LAWS(ALL)-1953-2-18

FAKHARUDDIN Vs. HAMIDAN

Decided On February 06, 1953
FAKHARUDDIN Appellant
V/S
MT. HAMIDAN Respondents

JUDGEMENT

(1.) This is a defendant's appeal arising out of a suit for dissolution of marriage under the Dissolution of Muslim Marriages Act (8 of 1939). The respondent, Srimati Hamidan, sued the appellant for dissolution of her marriage alleging that the defendant was given to gambling and prostitution, that he habitually maltreated her, that he failed to maintain her for two years before suit and lastly that he failed to perform his marital obligations towards her within the last three years. The defendant denied that he was given to gambling or prostitution or that he maltreated her. He pleaded that the plaintiff-respondent had herself left his house and gone to live with her mother and thereafter refused to come back to him, and, therefore, he was not bound to maintain her and that for the same reason he was prevented from performing his marital obligations towards her

(2.) The defence was accepted by the learned Munsif and the suit was dismissed.
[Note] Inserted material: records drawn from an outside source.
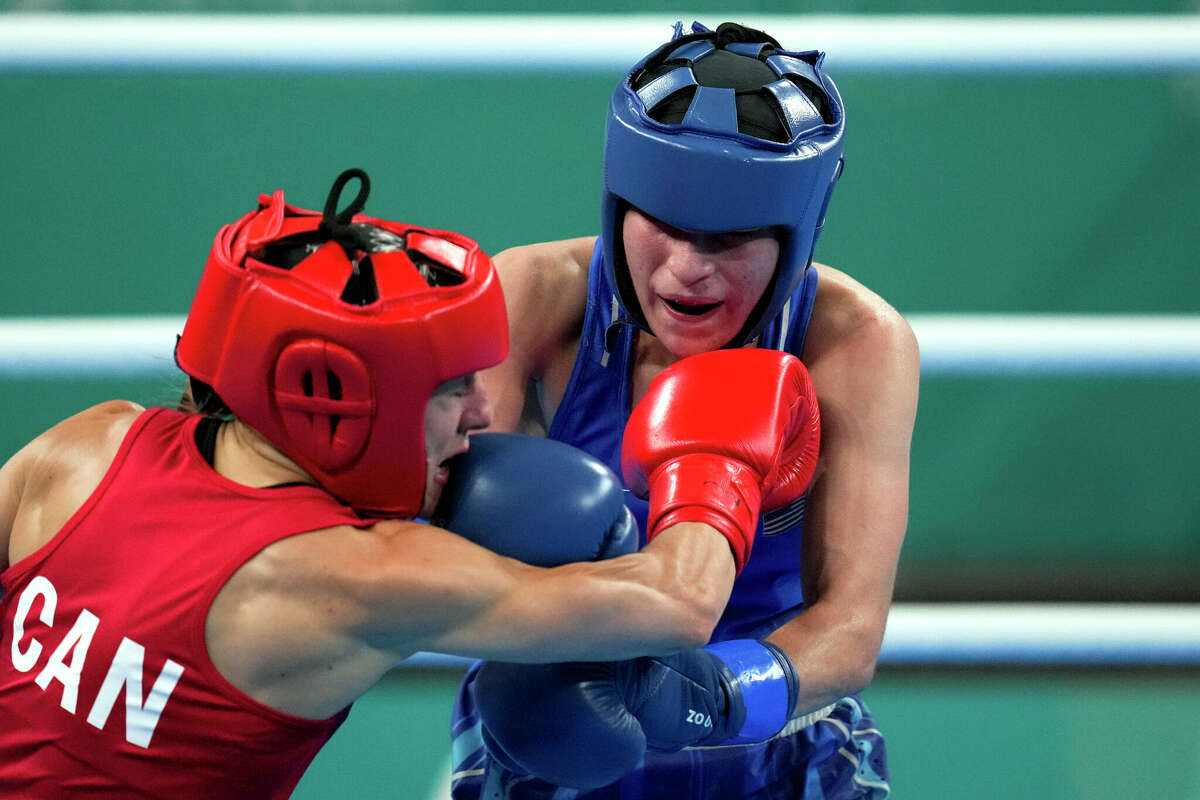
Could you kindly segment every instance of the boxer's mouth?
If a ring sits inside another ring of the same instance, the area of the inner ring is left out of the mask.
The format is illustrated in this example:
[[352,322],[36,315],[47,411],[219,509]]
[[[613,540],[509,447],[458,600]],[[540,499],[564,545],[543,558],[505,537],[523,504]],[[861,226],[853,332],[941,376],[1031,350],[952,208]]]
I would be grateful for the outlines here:
[[707,314],[717,306],[721,305],[720,301],[716,303],[687,303],[679,300],[670,300],[666,297],[663,298],[663,302],[666,303],[667,307],[672,311],[677,311],[680,314],[687,314],[691,317],[698,317],[702,314]]

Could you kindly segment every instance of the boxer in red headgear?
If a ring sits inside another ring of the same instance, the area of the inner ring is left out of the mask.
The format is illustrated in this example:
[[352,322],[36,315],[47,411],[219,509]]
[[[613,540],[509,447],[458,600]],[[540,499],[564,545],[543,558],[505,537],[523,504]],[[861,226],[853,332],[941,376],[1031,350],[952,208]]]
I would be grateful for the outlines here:
[[[507,350],[491,261],[363,215],[367,193],[348,172],[323,213],[276,192],[221,229],[177,348],[195,410],[110,401],[0,469],[0,796],[283,798],[415,651],[575,661],[708,638],[740,532],[699,498],[629,553],[602,464],[469,445],[491,421],[475,370]],[[781,472],[753,441],[769,415],[748,404],[737,454],[755,494]],[[412,519],[435,510],[445,527]],[[611,741],[610,769],[645,747]]]
[[[355,177],[358,196],[335,214]],[[275,192],[222,228],[175,357],[193,397],[219,398],[331,494],[411,517],[429,477],[426,402],[498,364],[508,329],[479,245],[367,217],[369,191],[350,170],[324,215]]]

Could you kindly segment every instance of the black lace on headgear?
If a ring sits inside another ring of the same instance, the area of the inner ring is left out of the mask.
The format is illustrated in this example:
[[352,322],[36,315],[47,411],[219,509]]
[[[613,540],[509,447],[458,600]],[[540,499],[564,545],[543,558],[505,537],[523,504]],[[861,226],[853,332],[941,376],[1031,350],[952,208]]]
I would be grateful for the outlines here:
[[[337,204],[341,199],[342,191],[346,188],[346,184],[354,178],[359,180],[358,194],[348,206],[338,211]],[[404,237],[374,225],[350,221],[366,206],[367,196],[370,193],[371,179],[367,177],[366,172],[357,168],[346,170],[333,182],[329,196],[325,199],[321,224],[317,226],[317,230],[326,235],[327,241],[332,239],[342,246],[342,249],[346,251],[346,257],[354,263],[356,269],[358,261],[355,256],[359,252],[383,253],[389,250],[404,249]]]

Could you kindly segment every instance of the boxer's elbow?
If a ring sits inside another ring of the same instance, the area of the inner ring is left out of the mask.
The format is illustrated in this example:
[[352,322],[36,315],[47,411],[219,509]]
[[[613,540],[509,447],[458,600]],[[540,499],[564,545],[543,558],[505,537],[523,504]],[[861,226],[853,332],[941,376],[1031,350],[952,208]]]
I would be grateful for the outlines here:
[[660,604],[653,620],[647,620],[645,654],[671,653],[703,647],[712,638],[716,622],[687,603]]
[[875,665],[878,663],[878,651],[860,650],[851,654],[850,663],[846,665],[844,680],[846,693],[864,691],[875,680]]
[[668,641],[664,642],[668,650],[682,650],[692,647],[703,647],[712,639],[713,631],[720,620],[720,613],[713,613],[706,604],[689,600],[674,603],[670,619],[672,624],[667,632]]
[[657,613],[670,620],[675,648],[708,644],[736,577],[725,537],[703,523],[677,523],[630,558]]
[[671,649],[708,644],[725,611],[729,586],[667,570],[655,590],[662,619],[670,621]]
[[856,619],[838,634],[834,649],[840,653],[841,690],[845,694],[861,692],[875,679],[883,632],[870,622]]

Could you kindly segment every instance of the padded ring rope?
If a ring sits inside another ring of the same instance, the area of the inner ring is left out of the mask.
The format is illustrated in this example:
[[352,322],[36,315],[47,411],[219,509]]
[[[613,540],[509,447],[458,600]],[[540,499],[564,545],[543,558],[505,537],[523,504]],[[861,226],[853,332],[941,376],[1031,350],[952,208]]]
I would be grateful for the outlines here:
[[[912,314],[923,375],[1200,374],[1200,315]],[[0,319],[0,376],[175,369],[182,316]]]
[[[668,13],[8,13],[0,25],[0,69],[466,71],[486,66],[619,73],[661,42],[674,19]],[[1200,69],[1200,17],[1194,14],[747,14],[739,21],[771,31],[797,49],[820,47],[830,54],[826,66],[835,75]],[[314,48],[314,41],[321,47]],[[487,63],[464,55],[470,53],[487,53]]]
[[[470,660],[418,653],[406,667]],[[1200,605],[897,603],[879,663],[945,666],[1200,666]]]

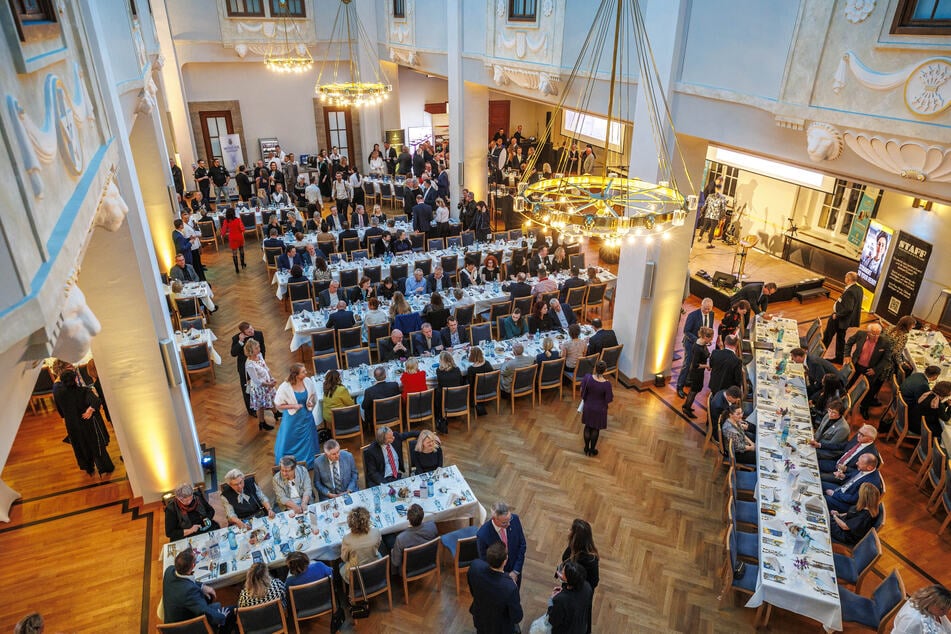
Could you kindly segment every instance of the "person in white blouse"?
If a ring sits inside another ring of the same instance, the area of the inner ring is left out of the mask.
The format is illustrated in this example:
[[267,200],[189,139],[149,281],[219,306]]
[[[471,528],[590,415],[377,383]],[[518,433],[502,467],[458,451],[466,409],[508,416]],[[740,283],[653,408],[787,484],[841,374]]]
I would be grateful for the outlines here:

On appeal, the lower appellate Court agreed with the Munsif that the plaintiff-respondent had failed to prove that the defendant-appellant had habitually maltreated her or that he was given to gambling or prostitution, but it was of the opinion that the defendant had failed to maintain the plaintiff and to perform his marital obligations towards her for over three years. What it found was that the plaintiff had gone to her mother's house with the defendant's consent on ths understanding that she would return after Eid, that this was four years before the suit, that the defendant never called her after Eid, that, indeed, he went away from Mathura, where the parties resided, to Agra and remained there for over four years and during this period he never sent for his wife and never sent her any maintenance till she gave notice intimating to him that she would claim dissolution of her marriage with him, and that after the receipt of this notice some money was sent by the defendant to the plaintiff but even then he did not write to her to come and live with him. On these facts the lower appellate Court came to the conclusion that the conduct of the defendant- appellant showed that he did not want her to come back to him and had indeed deserted her. It also found that the defendant paid no maintenance to the plaintiff and did not perform his marital obligations towards her. In the result the lower appellate Court decreed the plaintiff's suit.

(3.) This appeal came up in the first instance before our learned brother. Gurtu, who considered that the case should be decided by a Bench as it involved an important question of law.